Na wstępie piszę, że "Magia Miłości" nie będzie żadnym łzawym romansidłem, ani romansidłem wogóle. Jak napisałam w opisie tematu, jest to mój pierwszy fanfick, więc proszę o wyrozumiałość i wzięcie pod uwagę, że jest to owoc wybujałej wyobraźni dwunastoletniej dziewczynki. A więc:


Rozdział 1
Dzień pełen niespodzianek



W swoim domu w Dolinie Godryka siedzący na łóżku czarnowłosy mężczyzna namiętnie przerabiał na konfetti zapisany pergamin. Dwie godziny temu Harry Potter drżącymi z przejęcia rękoma otwierał kopertę z Ministerstwa pewny, że właśnie przeżywa jedną z najcudowniejszych chwil w swoim życiu. Wyraz jego twarzy zmieniał się stopniowo, od radosnego podniecenia, przez rozczarowanie aż do bezgranicznej furii.
Szanowny panie Potter
Z przykrością zawiadamiam pana, iż nie możemy przyjąć pana na staż, gdyż było kilku odpowiedniejszych od pana kandydatów. Prosimy spróbować ponownie za trzy lata.
Z wyrazami szacunku
Gawain Robards
szef Biura Aurorów


- Tylko ciekaw jestem, czy którykolwiek z tych „odpowiedniejszych kandydatów” wyszedłby cało ze spotkana z Voldemortem!- krzyknął i ze złością kopnął szafkę nocną.
A teraz siedział w sypialni pogrążony w myślach, dając upust swojemu zdenerwowaniu i drąc list na drobniutkie kawałeczki. Dumbledore został zamordowany już osiem lat temu, Tom Marvolo Riddle wciąż chodzi po świecie, zbiera coraz więcej popleczników i zabija mnóstwo ludzi, a on, Wybraniec, Chłopiec, Który Przeżył, czy jak go tam jeszcze nazywali, jeszcze go nie znalazł i nie zabił. Zniszczył już wszystkie poza dwoma horkruksy.
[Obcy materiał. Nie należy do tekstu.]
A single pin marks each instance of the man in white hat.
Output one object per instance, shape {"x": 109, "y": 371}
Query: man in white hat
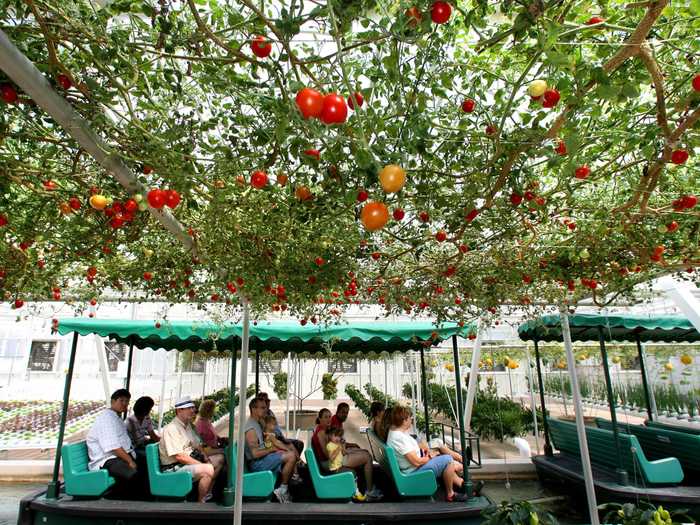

Kilka razy dostał cynk o miejscu pobytu Lorda Voldemorta i Nagini, ale za każdym razem zdążyli się zmyć, zanim tam dotarł. „To naprawdę irytujące” pomyślał Harry i usłyszał głuchy odgłos uderzenia. Z pośpiechem wstał i otworzył okno, by brązowa płomykówka mogła wlecieć do pokoju. Sowa rzuciła list na łóżko i usiadła na parapecie. Wziął kopertę do ręki i obejrzał. Zobaczył pieczęć Hogwartu i zaintrygowany przeczytał następującą treść:
Drogi Harry!
Wiem, że starasz się o pracę Aurora, ale proszę, rozpatrz moją propozycję. Hogwart potrzebuje nauczyciela Obrony przed Czarną Magią, a ja nie widzę lepszego od Ciebie kandydata na tę posadę. Gdybyś mógł, odeślij odpowiedź tą sową wraz z listą podręczników, jeśli się zgodzisz. Proszę o jak najszybszą odpowiedź
Minerwa McGonagall

P.S
Wszystkiego najlepszego z okazji urodzin.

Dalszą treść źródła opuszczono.